Ten days before Sunday, the inventory opens. You do not know what Saturday night will look like. You know only that you generally like Sunday pickleball, that seats fill, and that if you wait until your intent becomes firm, the liquidity will already be allocated to people who clicked earlier.
So you click BOOKED. The system records a fact. What you actually held was a probability distribution with conditions attached. The booking software flattened it into a bit.
That flattening is not a UI inconvenience. It is a market-design failure — and once personal agents can hold graded, durable intent, it becomes an unnecessary one.
The premature-commitment tax
A premature-commitment tax is what a market charges when it forces uncertain humans to crystallise fuzzy future intent into a hard state before they know enough to mean it. You pay it in attention (weekly polling), optionality (booking extras “just in case”), and truth (the provider’s fill board lies a little because soft demand is labelled firm).
I’m booking ten days in advance because that’s when the inventory opens. I don’t even know what I’m doing… shit might happen Saturday night.
Economically, many bookings are options purchases, not attendance forecasts — especially when the fee for no-show is trivial. The provider sees thirty bookings and plans for thirty bodies. The latent structure might be eighteen firm players, seven likelies, and five humans hedging. Binary systems destroy demand-quality information.
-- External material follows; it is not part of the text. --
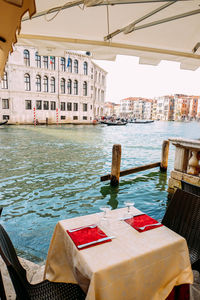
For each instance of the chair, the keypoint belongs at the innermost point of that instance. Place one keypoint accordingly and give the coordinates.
(183, 216)
(26, 291)
(189, 187)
Restaurants have lived inside this fog for years. Reservation research treats no-shows as a first-class planning problem: studied sites show meaningful bands (on the order of low single digits to mid-teens in some samples; broader commentary often treats rates near twenty percent as unsurprising, with special occasions far higher).1 Operators invent deposits and overbooking not because diners are uniquely immoral, but because a binary reservation is a soft commitment wearing a hard label.
An order book with elasticity
Imagine Sunday demand as a depth chart — not a list of booked names, but a stack of intent across times. Then add what binary software cannot see: each human’s elastic multi-time preference.
Scott: strong 10:00–10:30, fine at 11:00, outside at 12:00 Jane: any time after 10:30, before 13:00 Peter: any Sunday morning if social/beginner-ish
That structure is an intent order book. The “prices” are times and conditions. The clearing problem is: which session, if synthesised, maximises compatible playable demand given real court constraints?
Current software does not solve that problem. It publishes a row and waits. A market maker’s job is to optimise the clearing time across flexible human intent — not to guess an 8 a.m. session and hope.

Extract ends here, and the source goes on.